C’était donc un homme, puisqu’on lui parlait ?

Mais pour toute réponse je n’entendis qu’un rire sec semblable au cri d’un oiseau.

C’était donc un animal ?

Cependant mon maître continua ses questions, ce qui me parut tout à fait déraisonnable, car chacun sait que si les animaux comprennent quelquefois ce que nous leur disons, ils ne peuvent pas nous répondre.

Quel ne fut pas mon étonnement lorsque cet animal dit qu’il n’y avait pas de maisons aux environs, mais seulement une bergerie, où il nous proposa de nous conduire.

Puisqu’il parlait, comment avait-il des pattes ?

Si j’avais osé je me serais approché de lui, pour voir comment étaient faites ces pattes, mais bien qu’il ne parût pas méchant, je n’eus pas ce courage, et ayant ramassé mon sac, je suivis mon maître sans rien dire.

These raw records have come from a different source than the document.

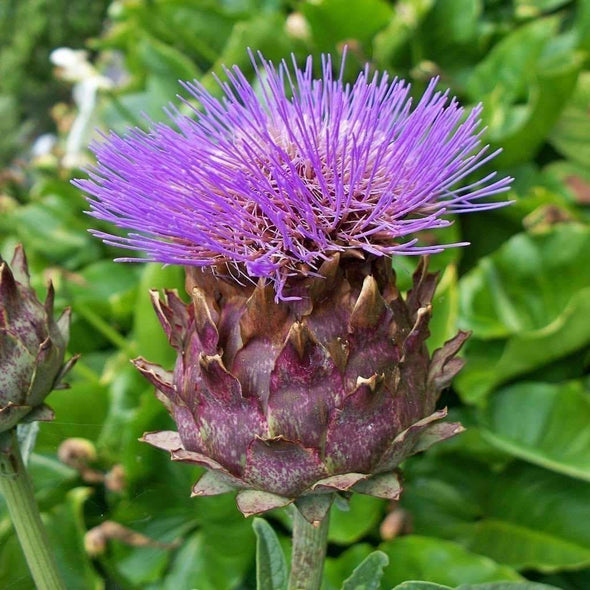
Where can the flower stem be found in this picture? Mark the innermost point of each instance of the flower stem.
(17, 489)
(309, 552)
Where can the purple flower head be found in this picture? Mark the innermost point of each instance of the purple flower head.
(273, 179)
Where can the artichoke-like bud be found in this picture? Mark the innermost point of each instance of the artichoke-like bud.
(32, 346)
(326, 391)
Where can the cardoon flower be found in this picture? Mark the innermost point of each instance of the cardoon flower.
(301, 371)
(32, 346)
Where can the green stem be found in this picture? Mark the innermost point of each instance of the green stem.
(309, 552)
(17, 489)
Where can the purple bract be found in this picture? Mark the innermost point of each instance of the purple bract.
(276, 177)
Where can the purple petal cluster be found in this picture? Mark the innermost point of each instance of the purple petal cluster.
(276, 176)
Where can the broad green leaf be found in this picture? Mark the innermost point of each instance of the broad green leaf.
(79, 410)
(443, 562)
(522, 516)
(390, 42)
(107, 288)
(531, 123)
(367, 575)
(262, 33)
(445, 309)
(571, 134)
(506, 71)
(543, 423)
(349, 526)
(338, 569)
(506, 586)
(271, 568)
(527, 304)
(219, 553)
(532, 8)
(48, 227)
(165, 61)
(332, 21)
(490, 586)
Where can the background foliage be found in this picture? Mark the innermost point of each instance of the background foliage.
(508, 500)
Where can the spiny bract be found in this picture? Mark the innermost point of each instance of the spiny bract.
(297, 399)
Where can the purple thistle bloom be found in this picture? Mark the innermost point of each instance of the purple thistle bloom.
(273, 181)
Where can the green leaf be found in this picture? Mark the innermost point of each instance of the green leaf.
(337, 569)
(524, 516)
(66, 529)
(443, 562)
(525, 305)
(351, 525)
(508, 68)
(271, 568)
(389, 43)
(445, 309)
(332, 21)
(543, 423)
(367, 575)
(219, 554)
(571, 134)
(506, 586)
(148, 333)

— Vois-tu maintenant ce qui t’a fait si grande peur ? me demanda-t-il en marchant.

— Oui, mais je ne sais pas ce que c’est ; il y a donc des géants dans ce pays-ci ?

— Oui, quand ils sont montés sur des échasses.

Et il m’expliqua comment les Landais, pour traverser leurs terres sablonneuses ou marécageuses et ne pas enfoncer dedans jusqu’aux hanches, se servaient de deux longs bâtons garnis d’un étrier, auxquels ils attachaient leurs pieds.

— Et voilà comment ils deviennent des géants avec des bottes de sept lieues pour les enfants peureux.